AutoZone Inc (AZO) is not a strong buy at the moment for a beginner investor with a long-term strategy. While the company has shown positive revenue growth and analysts remain optimistic about its future, the recent financial performance, technical indicators, and lack of strong trading signals suggest that it may be better to wait for more favorable entry points or clearer positive momentum.
The MACD is positive but contracting, indicating weakening bullish momentum. RSI is neutral at 52.858, showing no clear overbought or oversold conditions. Moving averages are converging, suggesting indecision in price trends. The stock is trading near its pivot level of 3470.408, with resistance at 3553.237 and support at 3387.579.

Analysts maintain a generally bullish outlook with price targets ranging from $3,600 to $4,526, citing market share growth in the DIFM segment and potential rebound in sales due to weather-related factors. Revenue growth of 8.15% YoY in Q2 highlights operational strength.
Net income and EPS declined YoY in Q2, and gross margin dropped by 2.54%, reflecting cost pressures. No significant insider or hedge fund activity, and Congress trading data is unavailable. Technical indicators show no strong upward momentum.

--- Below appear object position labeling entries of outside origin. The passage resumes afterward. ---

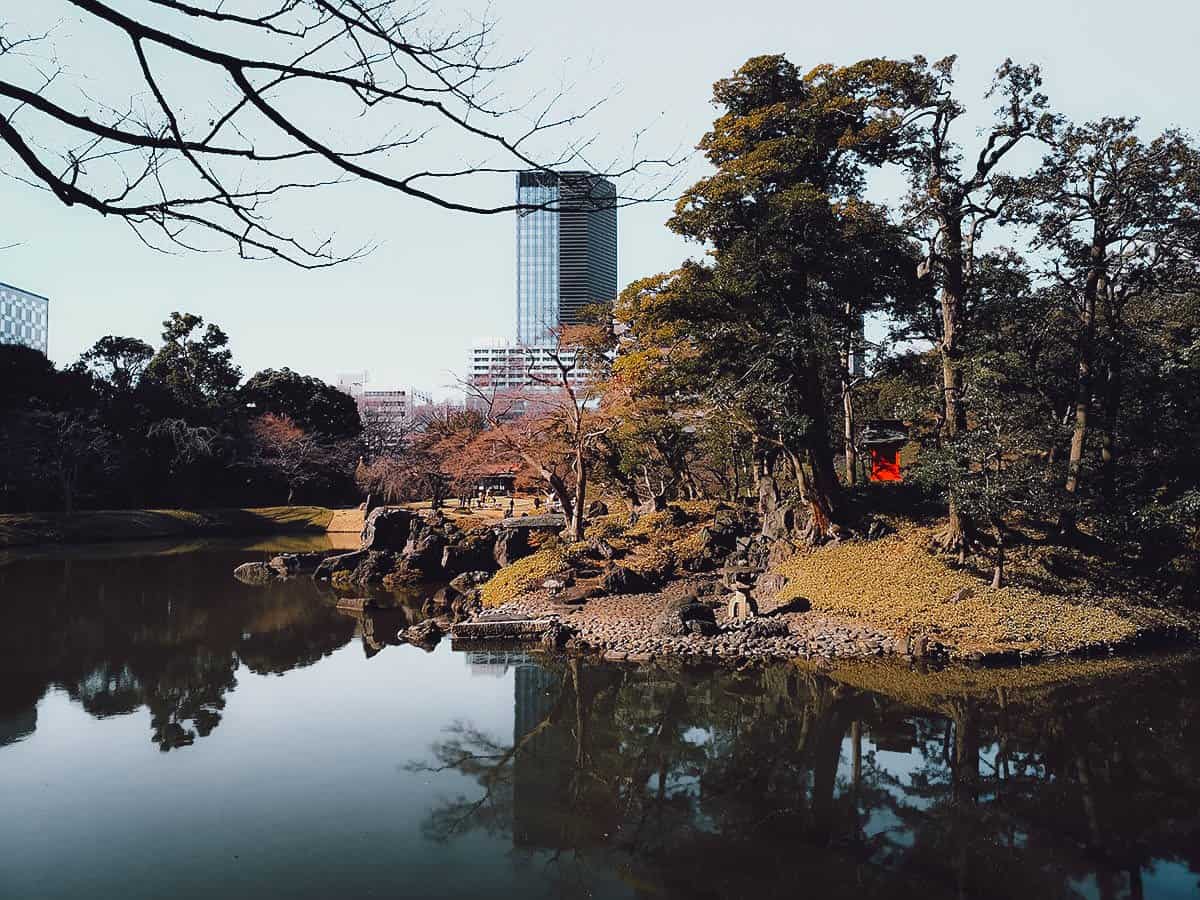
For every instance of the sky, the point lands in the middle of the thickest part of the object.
(438, 281)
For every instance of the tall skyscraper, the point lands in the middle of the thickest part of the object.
(24, 318)
(567, 252)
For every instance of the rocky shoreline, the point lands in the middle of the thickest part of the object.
(600, 599)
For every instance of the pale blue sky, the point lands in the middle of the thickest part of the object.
(439, 280)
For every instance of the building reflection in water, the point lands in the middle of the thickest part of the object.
(679, 783)
(161, 631)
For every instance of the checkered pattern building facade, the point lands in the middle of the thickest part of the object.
(24, 318)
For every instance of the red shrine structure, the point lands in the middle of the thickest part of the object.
(883, 439)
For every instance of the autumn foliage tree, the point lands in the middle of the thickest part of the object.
(796, 257)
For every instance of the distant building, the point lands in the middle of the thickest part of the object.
(567, 252)
(24, 318)
(508, 366)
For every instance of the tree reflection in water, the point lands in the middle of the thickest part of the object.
(713, 784)
(166, 631)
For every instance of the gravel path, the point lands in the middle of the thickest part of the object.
(622, 627)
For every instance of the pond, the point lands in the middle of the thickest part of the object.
(166, 731)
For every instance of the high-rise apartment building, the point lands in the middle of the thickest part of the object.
(567, 250)
(24, 318)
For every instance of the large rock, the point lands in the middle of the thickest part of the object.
(467, 581)
(424, 634)
(474, 551)
(546, 522)
(255, 574)
(288, 565)
(685, 617)
(511, 544)
(619, 580)
(375, 567)
(425, 549)
(768, 586)
(388, 528)
(341, 563)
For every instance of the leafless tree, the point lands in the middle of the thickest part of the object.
(192, 167)
(552, 421)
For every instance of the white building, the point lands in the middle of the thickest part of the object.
(24, 318)
(509, 366)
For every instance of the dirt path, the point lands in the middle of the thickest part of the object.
(346, 521)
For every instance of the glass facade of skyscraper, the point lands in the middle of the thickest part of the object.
(567, 252)
(24, 318)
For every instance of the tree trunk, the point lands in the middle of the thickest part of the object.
(1083, 385)
(955, 535)
(847, 403)
(558, 487)
(575, 523)
(997, 573)
(821, 525)
(822, 493)
(1111, 418)
(67, 495)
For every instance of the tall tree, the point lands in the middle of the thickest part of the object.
(118, 361)
(953, 198)
(195, 363)
(797, 256)
(1120, 217)
(311, 403)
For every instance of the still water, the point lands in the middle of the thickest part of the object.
(167, 732)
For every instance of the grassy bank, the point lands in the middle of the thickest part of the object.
(96, 526)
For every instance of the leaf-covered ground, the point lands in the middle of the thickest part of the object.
(898, 586)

In Q2 2026, revenue increased by 8.15% YoY to $4.27 billion, but net income dropped by 3.91% YoY to $468.86 million. EPS declined by 2.33% YoY to 27.63, and gross margin contracted to 52.49%.
Most analysts maintain a Buy or Outperform rating, with price targets ranging from $3,600 to $4,526. Analysts are optimistic about market share growth and a potential rebound in sales, but some highlight concerns over revenue stabilization and margin trends.